Tais fatores estruturais combinaram-se com práticas administrativas questionáveis a frente da empresa – o atual presidente da CTA, Silvio Prada, chegou a declarar em recente audiência pública desconhecer o que seriam os cerca de 3 milhões de reais a receber que constavam no balanço da empresa e considerou não ser central dominar o orçamento da empresa para encontrar soluções para a difícil situação da empresa. Com este valor seria possível comprar mais de 20 ônibus novos para a empresa pública ou ainda mais de 40 ônibus semi-novos. Mais tarde se veio a saber que os valores correspondiam em grande parte a pagamentos atrasados da própria prefeitura a CTA pelos passes necessários para seus programas sociais e funcionários. Também é lugar comum a queixa no excesso de cargos de indicação na empresa com altos rendimentos, que poderiam ser cortados afim de liberar recursos para necessidades mais urgentes.

O conjunto de fatores derivados das políticas públicas de transporte escolhidas levaram a empresa a operar com resultado operacional negativo nos últimos anos, chegando a valores negativos superiores a 3 milhões anuais. Tais quedas nos indicadores passam a se refletir no dia a dia do transporte coletivo da cidade e principalmente dos trabalhadores da CTA, que passam a ter que trabalhar no limite para manter o transporte coletivo da cidade em funcionamento. Mecânicos da empresa passam a ter cada vez maior dificuldade de realizar reparos nos ônibus devido a escassez de peças de reposição e antiguidade dos ônibus, motoristas passam a trabalhar em situação de risco crescente assim como os passageiros. Diante do crescente sucateamento da frota muitos passageiros começam a enxergar com bons olhos as propostas de privatização vinculadas por diversos vereadores e meios de comunicação da cidade.

A atual diretoria e administração municipal elencaram propostas radicais para solucionar os problemas da empresa. Após garantirem que não iriam privatizar a empresa anunciaram suas propostas para o futuro da empresa pública. Sob a justificativa de ausência de recursos para comprar novos ônibus propuseram vender a sede da empresa e garagem, instalada em área nobre da cidade, e usar os recursos da venda para construir uma nova garagem em local não divulgado e renovar a frota da empresa. A bancada de vereadores a oposição na cidade chegou a exigir uma transparência maior na execução da proposta mas manifestou a concordância com as linhas gerais do plano de vender o prédio sob a justificativa de levantar recursos para a empresa e escolher área mais adequada para nova garagem. A venda chegou a ser marcada mas seguidas manifestações populares combinadas com ação judicial empreendida pela união de diversos movimentos sociais e sindicatos da cidade barraram temporariamente o processo. Entre os argumentos levantados estava que vender o prédio de nada adiantaria pois sem modificar os fatores que levavam a empresa a operar no negativo de pouco adiantaria injetar novos recursos. Os mesmos grupos também propunham como alternativa para conseguir verbas para a empresa que fossem cobrados os seus valores a receber bem como se buscasse financiamento em órgãos como o BNDES, já que envolve empresa de economia mista. Vários trabalhadores da empresa que se aproximaram dos grupos responsáveis pelo processo judicial e mobilização popular foram demitidos da empresa, outros tantos relatam terem recebido severas represálias internas por seus posicionamentos.
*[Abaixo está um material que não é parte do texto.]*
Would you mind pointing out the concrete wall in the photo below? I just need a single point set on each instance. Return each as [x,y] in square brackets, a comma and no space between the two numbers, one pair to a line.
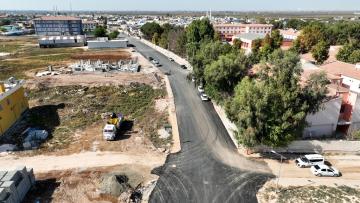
[107,44]
[168,53]
[318,146]
[12,104]
[324,122]
[355,118]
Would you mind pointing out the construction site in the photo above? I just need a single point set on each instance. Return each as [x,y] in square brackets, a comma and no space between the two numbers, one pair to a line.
[62,135]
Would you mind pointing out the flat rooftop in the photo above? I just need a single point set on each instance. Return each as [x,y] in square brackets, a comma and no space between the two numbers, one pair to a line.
[57,18]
Nas últimas semanas prefeitura anunciou terceirização de todas as linhas para iniciativa privada. O vice-prefeito e também ex-presidente da CTA, Coca Ferraz, foi a programas de rádios matutinos e defendeu a proposta, alegando a incompetência da empresa pública como justificativa. Revolta toma os trabalhadores com a perspectiva de desemprego certo que souberam apenas pelas notícias na mídia. Mecânicos e funcionários administrativos, já no limite da exaustão para poderem manter as mínimas condições operacionais da empresa, cruzaram os braços enquanto o vice-prefeito seguia dando suas declarações ao rádio. Dezenas de funcionários da CTA se dirigiram a delegacia para realizar boletim de ocorrência por injúria contra o político e foram a câmara municipal cobrar explicações os vereadores que haviam lhes dado garantias expressas de que não veriam a empresa privatizada. Enquanto vereadores tentavam responsabilizar os movimentos sociais que impediram a venda do prédio da empresa os trabalhadores os vaiavam e lhes davam as costas.
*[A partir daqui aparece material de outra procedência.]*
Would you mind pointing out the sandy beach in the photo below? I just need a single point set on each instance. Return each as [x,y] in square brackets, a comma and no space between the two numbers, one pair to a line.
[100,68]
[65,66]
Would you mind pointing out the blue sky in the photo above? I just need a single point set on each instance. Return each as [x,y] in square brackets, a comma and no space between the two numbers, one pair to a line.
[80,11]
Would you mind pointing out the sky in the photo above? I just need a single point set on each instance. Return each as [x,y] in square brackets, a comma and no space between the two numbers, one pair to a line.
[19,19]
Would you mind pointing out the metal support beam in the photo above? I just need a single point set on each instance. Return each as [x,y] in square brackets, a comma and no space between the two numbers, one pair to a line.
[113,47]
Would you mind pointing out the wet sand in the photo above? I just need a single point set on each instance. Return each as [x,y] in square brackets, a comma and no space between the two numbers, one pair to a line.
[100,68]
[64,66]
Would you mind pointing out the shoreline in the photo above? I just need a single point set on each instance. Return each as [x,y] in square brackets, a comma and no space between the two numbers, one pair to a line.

Poucos dias depois funcionários realizam assembleia a revelia de seus próprios sindicatos, tirando agenda de resoluções e manifestações para combater a privatização da Companhia Trolebus de Araraquara. Convidam para participar da reunião membros dos movimentos sociais que atuaram na área de transporte nos anos anteriores. Enquanto os meios de comunicação e vereadores seguiam propagandeando a necessidade de venda do prédio e/ou de privatização da empresa centenas de trabalhadores aplaudiam a iniciativa que anulou o leilão do prédio da empresa e viam nela a responsável pela sobrevida a CTA e em consequência de seus empregos. Manifestam a disposição de resistir e buscar reverter o processo até o fim. Não aceitam verem vidas inteiras de dedicação descartadas de uma hora para outra. Profunda revolta se mescla a amor a seus trabalhos, ao amor a sua história conjunta.
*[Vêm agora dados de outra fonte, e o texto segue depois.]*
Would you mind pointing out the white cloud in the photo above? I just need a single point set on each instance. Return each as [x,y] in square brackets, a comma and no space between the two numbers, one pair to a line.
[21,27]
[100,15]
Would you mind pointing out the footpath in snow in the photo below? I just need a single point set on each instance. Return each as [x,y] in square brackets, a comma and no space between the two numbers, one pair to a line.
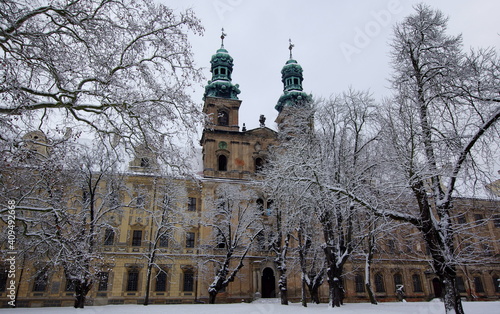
[268,306]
Conflitos de interesse são acirrados e colocam-se em rota de oposição nas antigas ruas araraquarenses. Expressivas manifestações devem mobilizar as ruas da cidade nas próximas semanas a começar pelo próximo dia 15 onde os trabalhadores do transporte programam realizar sua primeira intervenção pública, conjuntamente ao dia nacional de lutas. O quadro local ilustra bem os panoramas e embates gerais envolvidos na questão do transporte público que se multiplicam nos mais variados recantos do Brasil. Opções tomadas pelos governantes são muitas vezes questionáveis quanto aos interesses do transporte público. Um transporte público de qualidade e acessível encontra menos obstáculos em problemas técnicos e maiores nos arranjos financeiros e políticos que prevalece a sociedade brasileira. Poucos se beneficiam em detrimento do sofrimento e penúrias de muitos a despeito do aporte de expressivos recursos públicos. A teia de interesse que leva a este quadro mescla políticas federais, estaduais e também municipais, onde encontra sua concretização e manifestação efetiva. Nela também é onde o processo pode ser enfrentado, combinando clareza de visão dos interesses em movimento com determinação e coragem para fazer os enfrentamentos necessários.